Dictionaries

Content Analytics Studio uses various types of dictionaries to identify words in documents and obtain information about the words.

Custom dictionaries

A custom dictionary contains a list of terms that are used in a specific domain of knowledge and other relevant information. For example, a custom dictionary might contain a list of cities in the world and other information such as the latitude and population of each city. The additional information is known as features. You can later use these features in the parsing rules that you create.

Terms can also have alternative surface forms, such as inflections and synonyms. For example, the term doctor in a dictionary of person titles might have an alternative form Dr. To automatically add inflections for a term, you can use an inflection lookup dictionary that is optionally specified when you create a dictionary database.

Besides creating custom dictionaries that contain entities in a particular domain, you can create custom dictionaries that contain terms that help indicate the presence of particular types of entities. For example, a dictionary of company indicators might include the terms Co and Inc.

When you include a custom dictionary in your UIMA pipeline, the pipeline identifies and annotates instances of these terms that are found in your documents.

The source data for the custom dictionary entries is stored in a dictionary database. You build this database into a compiled DIC dictionary file that can be included in the lexical analysis stage of your UIMA pipeline.

Analytics facet dictionaries

An analytics facet dictionary is a type of custom dictionary that can be deployed directly into Watson Explorer Content Analytics and produces facet values for analytics collections. For example, you can use an analytics facet dictionary to produce facets for terms that are extracted from an RDF file.
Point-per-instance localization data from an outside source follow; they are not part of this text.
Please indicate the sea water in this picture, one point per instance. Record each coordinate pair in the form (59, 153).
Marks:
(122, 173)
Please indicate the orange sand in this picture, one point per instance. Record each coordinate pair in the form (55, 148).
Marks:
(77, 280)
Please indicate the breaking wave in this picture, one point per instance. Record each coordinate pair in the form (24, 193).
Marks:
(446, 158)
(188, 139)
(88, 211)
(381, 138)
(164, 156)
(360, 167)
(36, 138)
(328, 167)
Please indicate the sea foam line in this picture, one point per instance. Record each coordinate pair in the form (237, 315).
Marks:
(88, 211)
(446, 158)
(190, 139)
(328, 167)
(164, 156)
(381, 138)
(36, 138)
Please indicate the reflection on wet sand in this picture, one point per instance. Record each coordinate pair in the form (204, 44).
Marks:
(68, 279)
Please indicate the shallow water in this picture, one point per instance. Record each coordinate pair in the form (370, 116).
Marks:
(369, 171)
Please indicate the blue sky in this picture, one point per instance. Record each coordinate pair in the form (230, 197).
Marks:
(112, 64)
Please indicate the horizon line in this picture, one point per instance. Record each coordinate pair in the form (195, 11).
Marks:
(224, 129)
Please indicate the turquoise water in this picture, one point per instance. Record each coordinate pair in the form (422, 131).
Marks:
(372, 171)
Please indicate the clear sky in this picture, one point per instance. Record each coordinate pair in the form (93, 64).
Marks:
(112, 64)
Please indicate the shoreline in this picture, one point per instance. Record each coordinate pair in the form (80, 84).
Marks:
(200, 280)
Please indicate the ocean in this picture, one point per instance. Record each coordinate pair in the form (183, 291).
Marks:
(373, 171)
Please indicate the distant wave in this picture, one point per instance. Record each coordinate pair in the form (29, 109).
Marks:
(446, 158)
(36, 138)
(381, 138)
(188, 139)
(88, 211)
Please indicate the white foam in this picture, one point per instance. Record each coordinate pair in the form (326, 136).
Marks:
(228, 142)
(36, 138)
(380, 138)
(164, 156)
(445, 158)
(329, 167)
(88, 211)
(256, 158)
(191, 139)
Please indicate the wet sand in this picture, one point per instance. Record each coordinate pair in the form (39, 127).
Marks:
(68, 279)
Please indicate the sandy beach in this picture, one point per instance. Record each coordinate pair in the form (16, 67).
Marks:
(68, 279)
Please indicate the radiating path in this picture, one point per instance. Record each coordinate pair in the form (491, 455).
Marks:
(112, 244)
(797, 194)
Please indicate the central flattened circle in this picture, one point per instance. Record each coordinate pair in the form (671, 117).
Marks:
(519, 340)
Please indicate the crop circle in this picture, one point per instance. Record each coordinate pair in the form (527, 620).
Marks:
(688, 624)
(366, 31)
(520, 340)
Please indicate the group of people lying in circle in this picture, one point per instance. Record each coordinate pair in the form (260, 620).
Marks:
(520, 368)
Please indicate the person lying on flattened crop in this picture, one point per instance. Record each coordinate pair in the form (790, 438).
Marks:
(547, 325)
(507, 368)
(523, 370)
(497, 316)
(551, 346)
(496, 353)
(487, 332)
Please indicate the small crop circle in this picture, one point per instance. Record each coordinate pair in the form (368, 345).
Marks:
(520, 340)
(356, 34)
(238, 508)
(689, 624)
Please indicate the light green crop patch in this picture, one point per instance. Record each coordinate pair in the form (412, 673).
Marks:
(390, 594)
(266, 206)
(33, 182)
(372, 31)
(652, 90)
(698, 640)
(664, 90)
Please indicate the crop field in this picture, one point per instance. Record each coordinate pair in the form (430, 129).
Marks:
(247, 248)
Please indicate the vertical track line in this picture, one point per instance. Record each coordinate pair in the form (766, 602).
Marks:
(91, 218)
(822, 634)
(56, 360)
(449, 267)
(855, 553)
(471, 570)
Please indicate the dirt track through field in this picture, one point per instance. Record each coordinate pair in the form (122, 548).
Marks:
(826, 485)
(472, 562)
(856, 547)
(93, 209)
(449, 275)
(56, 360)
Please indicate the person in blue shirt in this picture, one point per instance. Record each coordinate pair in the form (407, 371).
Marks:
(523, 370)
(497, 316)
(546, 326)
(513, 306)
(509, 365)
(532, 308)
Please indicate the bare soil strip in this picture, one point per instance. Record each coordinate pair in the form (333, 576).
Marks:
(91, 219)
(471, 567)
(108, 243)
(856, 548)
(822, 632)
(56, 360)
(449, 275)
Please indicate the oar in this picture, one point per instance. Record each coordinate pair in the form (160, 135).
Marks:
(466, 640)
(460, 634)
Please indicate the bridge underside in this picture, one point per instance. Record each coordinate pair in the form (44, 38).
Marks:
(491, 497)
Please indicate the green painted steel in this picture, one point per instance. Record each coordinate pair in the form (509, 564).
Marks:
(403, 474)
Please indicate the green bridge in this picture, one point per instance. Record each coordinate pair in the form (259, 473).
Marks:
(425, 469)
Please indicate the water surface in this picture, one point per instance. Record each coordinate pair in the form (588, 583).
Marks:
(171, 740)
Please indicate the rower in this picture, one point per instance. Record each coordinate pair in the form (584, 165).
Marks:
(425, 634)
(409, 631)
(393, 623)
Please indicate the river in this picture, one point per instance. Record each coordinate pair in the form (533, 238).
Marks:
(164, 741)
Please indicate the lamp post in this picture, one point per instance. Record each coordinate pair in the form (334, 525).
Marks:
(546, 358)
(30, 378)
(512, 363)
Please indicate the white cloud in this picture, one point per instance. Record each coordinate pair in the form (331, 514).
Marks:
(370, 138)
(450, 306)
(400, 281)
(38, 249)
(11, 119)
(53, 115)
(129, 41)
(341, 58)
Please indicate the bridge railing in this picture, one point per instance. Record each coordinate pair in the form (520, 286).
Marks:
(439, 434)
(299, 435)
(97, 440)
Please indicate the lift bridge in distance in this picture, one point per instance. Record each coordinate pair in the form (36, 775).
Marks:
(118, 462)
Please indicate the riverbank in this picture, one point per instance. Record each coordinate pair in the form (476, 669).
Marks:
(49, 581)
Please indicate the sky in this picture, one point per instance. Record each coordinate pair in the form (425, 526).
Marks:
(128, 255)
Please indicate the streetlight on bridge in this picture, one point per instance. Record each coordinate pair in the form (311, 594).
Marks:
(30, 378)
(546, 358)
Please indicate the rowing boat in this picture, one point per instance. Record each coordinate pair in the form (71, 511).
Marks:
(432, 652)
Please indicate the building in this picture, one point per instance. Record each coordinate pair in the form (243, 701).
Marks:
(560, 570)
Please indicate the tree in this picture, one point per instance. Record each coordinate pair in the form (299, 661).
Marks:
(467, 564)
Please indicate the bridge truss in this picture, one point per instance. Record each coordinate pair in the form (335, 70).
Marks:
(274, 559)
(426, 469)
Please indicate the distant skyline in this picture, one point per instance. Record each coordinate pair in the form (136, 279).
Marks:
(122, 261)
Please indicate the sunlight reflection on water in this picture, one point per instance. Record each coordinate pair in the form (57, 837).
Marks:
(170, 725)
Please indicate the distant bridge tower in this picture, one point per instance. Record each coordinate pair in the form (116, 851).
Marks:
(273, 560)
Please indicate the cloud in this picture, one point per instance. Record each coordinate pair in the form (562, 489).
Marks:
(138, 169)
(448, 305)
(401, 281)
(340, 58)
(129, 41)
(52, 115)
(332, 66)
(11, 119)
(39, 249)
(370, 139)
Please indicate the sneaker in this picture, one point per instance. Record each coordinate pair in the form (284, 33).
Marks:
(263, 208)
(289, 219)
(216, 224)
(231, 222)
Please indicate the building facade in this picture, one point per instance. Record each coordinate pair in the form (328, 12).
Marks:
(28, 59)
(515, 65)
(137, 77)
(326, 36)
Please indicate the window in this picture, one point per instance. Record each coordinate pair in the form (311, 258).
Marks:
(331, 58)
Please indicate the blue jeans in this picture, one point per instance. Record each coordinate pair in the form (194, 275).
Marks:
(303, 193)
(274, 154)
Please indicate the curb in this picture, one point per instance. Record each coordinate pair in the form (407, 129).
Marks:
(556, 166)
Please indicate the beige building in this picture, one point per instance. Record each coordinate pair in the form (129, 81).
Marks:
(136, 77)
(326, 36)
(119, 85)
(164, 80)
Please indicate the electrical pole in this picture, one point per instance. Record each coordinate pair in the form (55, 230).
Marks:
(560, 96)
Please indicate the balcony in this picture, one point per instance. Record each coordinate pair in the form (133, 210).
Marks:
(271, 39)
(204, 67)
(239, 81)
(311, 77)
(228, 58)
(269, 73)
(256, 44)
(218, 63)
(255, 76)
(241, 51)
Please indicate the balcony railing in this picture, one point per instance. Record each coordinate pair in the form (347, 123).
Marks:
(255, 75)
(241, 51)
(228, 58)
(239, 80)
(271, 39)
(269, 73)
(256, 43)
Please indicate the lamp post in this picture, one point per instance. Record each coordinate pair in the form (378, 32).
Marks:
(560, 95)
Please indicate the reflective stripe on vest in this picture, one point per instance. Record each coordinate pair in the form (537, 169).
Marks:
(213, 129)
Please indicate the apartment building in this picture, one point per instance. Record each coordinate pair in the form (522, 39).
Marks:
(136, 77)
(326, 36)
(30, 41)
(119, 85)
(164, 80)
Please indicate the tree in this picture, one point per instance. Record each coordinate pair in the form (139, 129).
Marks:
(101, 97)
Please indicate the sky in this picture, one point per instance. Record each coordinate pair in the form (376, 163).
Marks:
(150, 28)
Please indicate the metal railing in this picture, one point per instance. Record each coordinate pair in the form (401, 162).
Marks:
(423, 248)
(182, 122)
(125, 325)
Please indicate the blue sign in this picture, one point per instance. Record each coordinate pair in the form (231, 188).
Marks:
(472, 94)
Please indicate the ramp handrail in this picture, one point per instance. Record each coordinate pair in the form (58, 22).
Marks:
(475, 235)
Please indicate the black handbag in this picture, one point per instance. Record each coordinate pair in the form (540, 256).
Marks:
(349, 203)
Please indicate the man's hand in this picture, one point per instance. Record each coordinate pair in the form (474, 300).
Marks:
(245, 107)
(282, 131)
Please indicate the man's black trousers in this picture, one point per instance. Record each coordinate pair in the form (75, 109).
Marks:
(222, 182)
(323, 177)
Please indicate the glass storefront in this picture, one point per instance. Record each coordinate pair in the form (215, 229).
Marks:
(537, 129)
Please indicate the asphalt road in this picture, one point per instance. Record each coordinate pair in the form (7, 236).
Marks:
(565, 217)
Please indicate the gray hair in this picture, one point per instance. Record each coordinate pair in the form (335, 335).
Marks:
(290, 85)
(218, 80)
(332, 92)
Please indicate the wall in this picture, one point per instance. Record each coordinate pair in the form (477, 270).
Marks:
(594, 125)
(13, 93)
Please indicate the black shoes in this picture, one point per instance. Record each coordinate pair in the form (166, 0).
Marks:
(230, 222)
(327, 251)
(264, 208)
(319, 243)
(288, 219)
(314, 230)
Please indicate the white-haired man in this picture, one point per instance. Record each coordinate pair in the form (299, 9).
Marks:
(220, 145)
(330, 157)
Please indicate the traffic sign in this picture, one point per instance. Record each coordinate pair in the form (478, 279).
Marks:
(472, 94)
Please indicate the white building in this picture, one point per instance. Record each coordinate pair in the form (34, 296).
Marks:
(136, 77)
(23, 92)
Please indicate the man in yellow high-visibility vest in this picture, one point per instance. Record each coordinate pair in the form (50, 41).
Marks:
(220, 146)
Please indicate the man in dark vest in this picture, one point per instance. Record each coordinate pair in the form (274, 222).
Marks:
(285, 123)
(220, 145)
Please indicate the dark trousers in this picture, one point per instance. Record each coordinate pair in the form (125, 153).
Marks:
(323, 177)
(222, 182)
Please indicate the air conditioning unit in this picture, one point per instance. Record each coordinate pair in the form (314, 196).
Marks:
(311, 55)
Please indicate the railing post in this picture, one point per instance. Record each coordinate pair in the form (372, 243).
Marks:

Lexical analysis dictionaries

A lexical analysis dictionary contains all of the words that are used in a particular language and linguistic information about each term, such as its part of speech and whether the word can be joined with other words to form compound words. Content Analytics Studio provides lexical analysis dictionaries for its supported languages. If you want to add support for more languages in Content Analytics Studio, you must create a lexical analysis dictionary for that language.